Harry Sanusi mengaku mengembangkan produk baik sebagai pioneer maupun follower. Kino Sweat muncul sebagai follower dengan perbaikan dari segi kemasan dalam bentuk sachet. Demikian pula, Segar Sari yang berupaya menembus pasar minuman jeruk serbuk yang dikuasai Nutrisari, Marimas dan Jas Jus.
Harry melakukan inovasi dengan menaikkan gramatur kandungan sachet. Bila kemasan lain berisi 10 gram maka Segar Sari berisi 12 gram. Meski perbedaan hanya kecil yakni 2 gram tetapi rasa Segar Sari menjadi jauh lebih enak.
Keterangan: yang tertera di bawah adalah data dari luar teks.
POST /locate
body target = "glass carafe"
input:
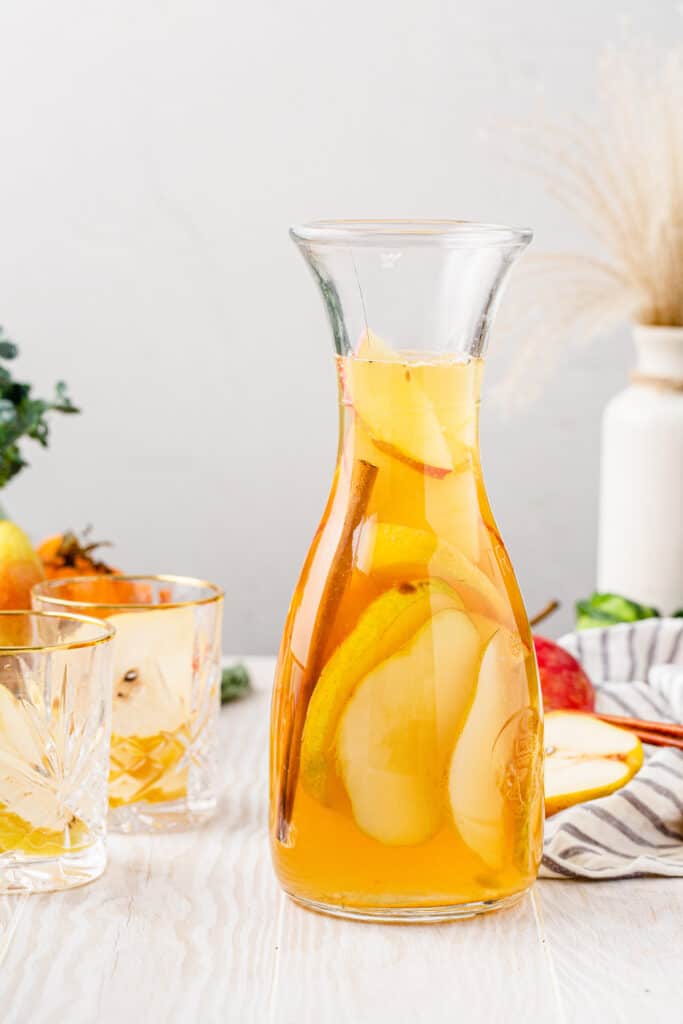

Inovasi lainnya dalam hal kemasan pembungkus yakni tidak menggunakan dos-dos kecil lagi tetapi memasukkan 100 sachet dalam 1 container plastik sehingga container itu masih bisa dijual lagi oleh si pemilik toko. "Memang cost-nya lebih tinggi tetapi kami bisa menghemat dari sisi iklan," kata Harry. Harry tampaknya memainkan semua peluru marketing mix yang dimiliki mulai dari product, price, place dan promotion.Produk Kino saat ini sudah merambah 15 negara yakni negara-negara ASEAN, Afganistan, Pakistan, Korea, Rusia, Afrika dan negara-negara Timur Tengah.
Sejak 2003 Grup Kino melakukan ekspansi ke Filipina dengan mendirikan perusahaan patungan Kino Consumer Philiphine Inc.Harry Sanusi semakin mumpuni dengan portofolio produk yang dimilikinya.
Bila produk-produk itu dapat dimasukkan dalam tiga golongan yakni produk sukses, dalam perjuangan dan gagal maka petanya dapat digambarkan sebagai berikut :
Produk Sukses
1. Kino Sweat
2. Ovale
3. Permen Kino
4. Master
5. Resik-V (cairan pembersih bagian rahasia wanita )
6. Absolut (pembersih wanita)
7. Eskulin (kids grooming)
8. B&B (kids grooming)
9. Sleek (household cleaning)
Produk masih dalam perjuangan di pasar
1. Panther, energy drink
2. Instan, hand sanitizer / cairan pembersih tangan anti bakteri
Produk gagal
1. K-100, obat flu 4 kaplet (3 putih, 1 merah)
2. Extra White (pemutih wajah) --- akibat salah produksi.
Suatu produk dianggap gagal Harry Sanusi bila dalam waktu 3-5 tahun tidak mampu memberikan keuntungan bagi perusahaan.Bagaimana pendapat Anda?